As the conflict in eastern Ukraine entered its sixth year, a sustainable settlement between Kiev and the separatists seems far from being achieved amid renewed efforts to revive a cease-fire. However, in terms of conflicting interests, the gap between the parties is still too wide to reconcile.
Last week, the German and French foreign ministers went to Ukraine to lend support to new President Volodymyr Zelenskiy and aid further reforms. German Chancellor Angela Merkel and Zelensky also agreed on the need for a "full implementation" of the current peace agreements, as reported by Deutsche Presse-Agentur (dpa). Zelenskiy had taken the oath of office as Ukraine's new president last month, saying his first task was to achieve a cease-fire, adding that dialogue could only happen after the return of Ukrainian territory and prisoners of war. In his inauguration speech, he talked about the need to win over the hearts and minds of people in separatist areas. Earlier, he called for the international community to threaten Russia with more sanctions, amid fears of Russia trying to annex the Donbass region.
Ties between Ukraine and Russia deteriorated after Russia annexed the Crimean Peninsula in 2014 and backed separatist fighters in eastern Ukraine. Ukraine says Russia then engineered quasi-separatist uprisings, which later escalated into a full-scale conflict. Russia denies doing so. Two so-called "People's Republics" have formed in the Donetsk and Luhansk industrial regions of eastern Ukraine, also known as Donbass.
The February 2015 Minsk Agreements, agreed by the leaders of Russia, Ukraine, France and Germany, set out the necessary steps to stop violence against civilians in eastern Ukraine.

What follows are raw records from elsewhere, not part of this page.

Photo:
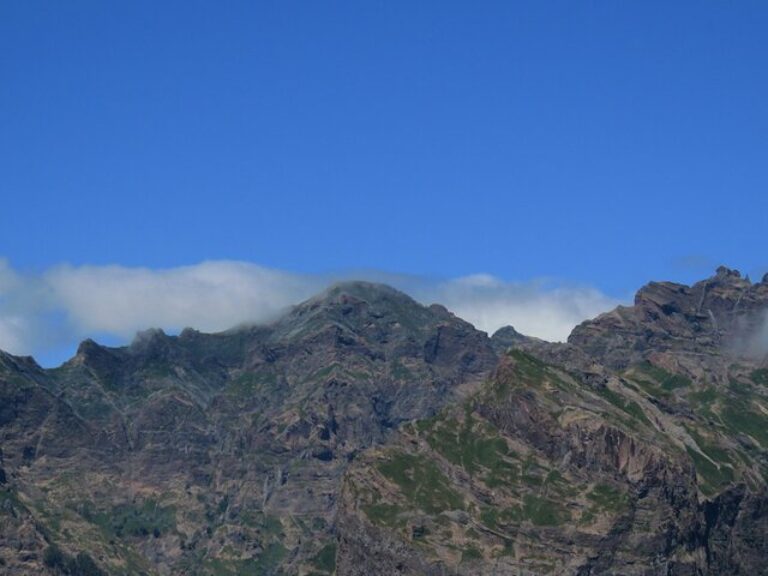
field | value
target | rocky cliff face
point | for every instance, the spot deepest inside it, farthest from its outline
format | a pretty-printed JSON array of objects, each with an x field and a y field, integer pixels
[
  {"x": 363, "y": 433},
  {"x": 219, "y": 453}
]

Russian President Vladimir Putin represented the separatists at peace talks with Merkel in 2015 in neutral Belarus, resulting in a package of peace agreements known as the Minsk II accords, however, the U.N. has warned that the agreements have remained "largely unimplemented."
The mediating efforts between European countries, Ukraine and Russia have led to no significant improvement in ending the years-long pro-Russian separatist rebellion in eastern Ukraine. The peace talks could not produce a breakthrough over issues relating to the settlement of the Ukraine crisis. In April, Russian President Vladimir Putin signed an order simplifying the procedure for obtaining a Russian passport for residents of separatist-controlled eastern Ukraine, which ramped up the already heightened tensions in the area.
Civilians in conflict-hit areas continue to suffer from a humanitarian crisis that reveals the ineffectiveness of the series of international agreements to restore peace. According to the U.N., more than 3,300 civilians have been killed and up to 9,000 injured since the conflict began in 2014, with many of the 3.5 million civilians needing humanitarian assistance and protection services in 2019.